Two stories related to one of my favorite topics appeared over the weekend. The first comes out of Michigan, where the state legislature passed a law to ban “tax zappers.” The only zappers I ever heard of were these:
That’s definitely not what Michigan banned. No, these zappers are used to skim cash from registers in cash-basis businesses so that sales could be under-reported. Who were the customers in Michigan? According to this story, Detroit area strip clubs. It appears that sales of the “Journal Sales Remover” may have been better than thought of. I wrote about this product in 2010; it wasn’t a bright idea then and it’s not one today.
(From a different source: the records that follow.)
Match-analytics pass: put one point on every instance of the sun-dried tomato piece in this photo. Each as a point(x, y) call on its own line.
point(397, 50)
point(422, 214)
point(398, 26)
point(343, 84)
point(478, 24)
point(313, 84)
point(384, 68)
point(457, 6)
Of course, the new Michigan law is overkill. Anyone violating the new law is also violating various sales tax laws, committing tax fraud against both the IRS and Michigan, and likely violating local ordinances, too.
So from Michigan lets head west to Minneapolis. Last Friday night Envy was raided. That’s Envy, the nightclub. Minnesota State Department of Revenue officers raided the club; the DOR alleges that the owners of the club, James and Susan Beamon, may be skimming cash, grossly underreporting withholding taxes, and not paying all their sales tax. This news story notes that per the search warrant the owners of the club reported negligible income for 2009 and haven’t filed 2010 or 2011 returns. And conspicuous consumption may have gotten the owners in trouble:
“Normally, persons with the income levels reported by the Beamons could not afford a high-priced Cadillac,” the search warrant said.
As a reminder, income is taxable whether you make it in cash, checks, or credit cards. That said, the idea that businesses that deal in large amount of cash would be tempted to skim is normal. That’s why cash businesses such as strip clubs and nightclubs are far more likely to be audited than, say, a jewelry store.